In her freezer right now, Dardik said, there are labeled bags of challahs and marble sponge cakes that she intended to distribute at some point.
“Helen had tremendous concern for the people she loved, and she worried about their welfare incessantly,” Dardik said. “She was coming from a place of love all the time.”
Taub grew up in a Czech shtetl, the daughter of observant parents. Though they and most of her extended family died in Nazi gas chambers, she and her two sisters stuck together and survived Auschwitz.
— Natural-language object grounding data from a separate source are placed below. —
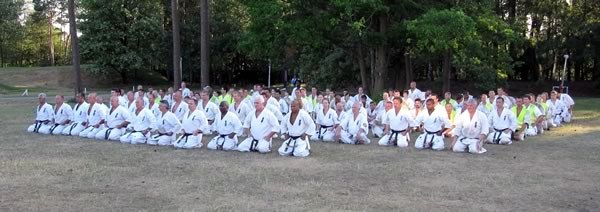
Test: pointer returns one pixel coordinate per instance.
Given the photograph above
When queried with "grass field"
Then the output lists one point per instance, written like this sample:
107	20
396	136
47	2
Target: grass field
558	171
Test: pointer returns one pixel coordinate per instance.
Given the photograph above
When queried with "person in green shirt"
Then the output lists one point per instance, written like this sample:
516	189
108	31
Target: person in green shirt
522	115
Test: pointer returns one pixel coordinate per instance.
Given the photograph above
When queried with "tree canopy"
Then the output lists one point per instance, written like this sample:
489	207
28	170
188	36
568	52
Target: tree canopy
328	43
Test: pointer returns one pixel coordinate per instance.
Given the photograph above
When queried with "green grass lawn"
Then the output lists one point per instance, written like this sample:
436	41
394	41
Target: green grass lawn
557	171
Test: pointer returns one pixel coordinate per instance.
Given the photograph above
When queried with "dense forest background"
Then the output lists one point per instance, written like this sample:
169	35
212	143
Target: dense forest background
327	43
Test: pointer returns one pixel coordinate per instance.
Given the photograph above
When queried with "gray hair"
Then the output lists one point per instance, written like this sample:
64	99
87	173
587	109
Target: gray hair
259	99
471	101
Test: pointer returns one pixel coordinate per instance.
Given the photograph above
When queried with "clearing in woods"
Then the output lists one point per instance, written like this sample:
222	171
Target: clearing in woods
553	172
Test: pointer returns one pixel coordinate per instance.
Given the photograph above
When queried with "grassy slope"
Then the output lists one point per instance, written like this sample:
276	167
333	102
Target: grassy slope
556	171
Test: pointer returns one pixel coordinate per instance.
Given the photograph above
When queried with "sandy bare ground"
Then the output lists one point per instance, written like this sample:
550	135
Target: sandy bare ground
555	172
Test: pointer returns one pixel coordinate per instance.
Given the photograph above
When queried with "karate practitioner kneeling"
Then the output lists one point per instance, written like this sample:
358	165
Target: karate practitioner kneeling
227	125
433	124
141	121
262	125
165	127
194	124
117	120
354	128
471	130
503	122
398	124
297	127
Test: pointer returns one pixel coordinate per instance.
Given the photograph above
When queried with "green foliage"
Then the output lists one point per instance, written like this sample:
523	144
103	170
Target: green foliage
120	37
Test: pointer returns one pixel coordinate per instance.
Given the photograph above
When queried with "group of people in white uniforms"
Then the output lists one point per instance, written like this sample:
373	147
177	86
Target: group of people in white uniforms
138	118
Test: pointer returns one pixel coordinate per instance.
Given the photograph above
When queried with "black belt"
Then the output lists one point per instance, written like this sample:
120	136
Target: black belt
185	135
427	133
38	125
220	146
395	135
73	127
496	138
320	136
107	133
53	127
466	146
295	139
163	134
253	145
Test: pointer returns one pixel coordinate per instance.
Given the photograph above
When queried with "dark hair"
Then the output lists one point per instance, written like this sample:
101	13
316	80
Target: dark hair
165	102
398	98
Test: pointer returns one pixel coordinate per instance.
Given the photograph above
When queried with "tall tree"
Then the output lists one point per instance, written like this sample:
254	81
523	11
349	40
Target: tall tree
204	43
121	36
9	23
75	46
48	8
176	45
443	32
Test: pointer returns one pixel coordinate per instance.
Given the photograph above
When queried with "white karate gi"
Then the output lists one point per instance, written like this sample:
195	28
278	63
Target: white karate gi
211	111
114	118
64	113
94	117
225	125
165	124
295	145
468	131
241	110
139	127
557	110
43	113
79	116
500	123
327	124
180	110
433	124
192	121
260	126
399	123
350	125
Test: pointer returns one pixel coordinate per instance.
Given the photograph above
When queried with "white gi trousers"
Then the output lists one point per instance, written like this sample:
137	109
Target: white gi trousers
134	137
326	134
464	144
90	132
161	139
222	142
348	138
39	127
430	140
109	134
188	141
295	146
251	144
498	136
395	138
73	129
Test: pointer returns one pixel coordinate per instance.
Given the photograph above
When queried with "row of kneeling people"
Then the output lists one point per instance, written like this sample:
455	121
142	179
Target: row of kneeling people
95	120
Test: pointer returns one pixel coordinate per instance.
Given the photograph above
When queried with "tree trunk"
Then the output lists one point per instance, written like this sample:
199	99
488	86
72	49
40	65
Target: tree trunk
176	45
596	71
204	43
50	41
447	70
1	53
408	69
364	77
74	46
381	58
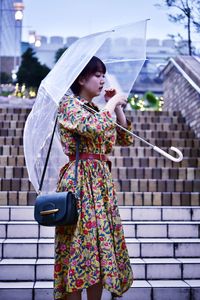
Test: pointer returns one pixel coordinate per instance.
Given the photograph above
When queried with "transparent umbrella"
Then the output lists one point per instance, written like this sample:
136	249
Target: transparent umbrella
122	49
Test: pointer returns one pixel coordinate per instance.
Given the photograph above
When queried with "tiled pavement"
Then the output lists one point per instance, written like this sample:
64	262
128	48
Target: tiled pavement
159	207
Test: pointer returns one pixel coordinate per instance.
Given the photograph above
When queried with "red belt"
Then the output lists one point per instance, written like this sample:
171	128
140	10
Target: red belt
97	156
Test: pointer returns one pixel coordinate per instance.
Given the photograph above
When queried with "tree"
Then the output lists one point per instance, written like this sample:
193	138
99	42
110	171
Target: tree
5	78
59	53
31	72
187	14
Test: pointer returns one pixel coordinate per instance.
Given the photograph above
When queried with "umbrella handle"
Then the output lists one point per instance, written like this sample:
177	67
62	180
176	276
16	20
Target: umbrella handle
168	155
154	147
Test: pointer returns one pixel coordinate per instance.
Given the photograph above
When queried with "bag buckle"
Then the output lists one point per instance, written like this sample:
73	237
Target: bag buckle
49	212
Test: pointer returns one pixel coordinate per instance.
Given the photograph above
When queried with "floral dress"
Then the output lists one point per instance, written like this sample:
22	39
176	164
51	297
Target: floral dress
94	249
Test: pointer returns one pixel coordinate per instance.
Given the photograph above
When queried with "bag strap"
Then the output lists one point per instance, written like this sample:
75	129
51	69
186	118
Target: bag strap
77	138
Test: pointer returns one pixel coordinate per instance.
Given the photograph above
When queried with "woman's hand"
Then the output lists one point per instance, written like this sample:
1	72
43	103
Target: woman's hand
109	94
116	101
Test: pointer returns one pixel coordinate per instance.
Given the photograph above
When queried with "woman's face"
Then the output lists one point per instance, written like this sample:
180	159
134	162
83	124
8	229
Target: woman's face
93	85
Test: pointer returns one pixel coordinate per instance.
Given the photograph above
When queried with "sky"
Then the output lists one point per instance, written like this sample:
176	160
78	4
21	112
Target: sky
82	17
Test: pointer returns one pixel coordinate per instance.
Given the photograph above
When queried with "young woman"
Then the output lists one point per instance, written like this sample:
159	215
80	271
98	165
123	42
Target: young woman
92	254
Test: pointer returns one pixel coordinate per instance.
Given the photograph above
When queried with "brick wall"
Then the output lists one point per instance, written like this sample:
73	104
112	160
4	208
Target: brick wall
182	89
After a few years in a displaced persons camp in Cyprus, she moved to Israel, where she met her first husband, also a survivor. In 1953, she flew to Oakland to visit her brother and never left.
Though she spoke no English, Taub found work in a toy factory. Divorced and raising her son alone, she saved every penny, and after remarrying she moved to an Oakland condo.
Taub walked around Lake Merritt at least once every day, even into her late 70s. “When her asthma got worse, she’d walk up and down her hallway,” said granddaughter Kelly Ehrenfeld. “She was very fit and very active.”
She also was a talented seamstress and made many of her own clothes and those of her granddaughters.
“She was one of the most elegant, loving women I ever met,” said her friend Helaine Schweitzer. “When Helen walked into shul, all eyes turned to her, she was just so beautiful.”
She and her late husband, Maurice, opened a key and lock shop on Park Boulevard. They were active members of Congregation Beth Jacob.
“She was in synagogue just last week,” Dardik said March 1. “She was a regular shul-goer. She’ll be sorely missed. She had a tremendous presence. There’s going to be a void, something missing, without Helen around.”
Taub is survived by her son, Morde Ehrenfeld, daughter-in-law Marianne Ehrenfeld and three granddaughters. A funeral was held March 2 at Congregation Beth Jacob in Oakland. Donations in Taub’s memory can be sent to Congregation Beth Jacob, 3778 Park Blvd., Oakland, CA 94610.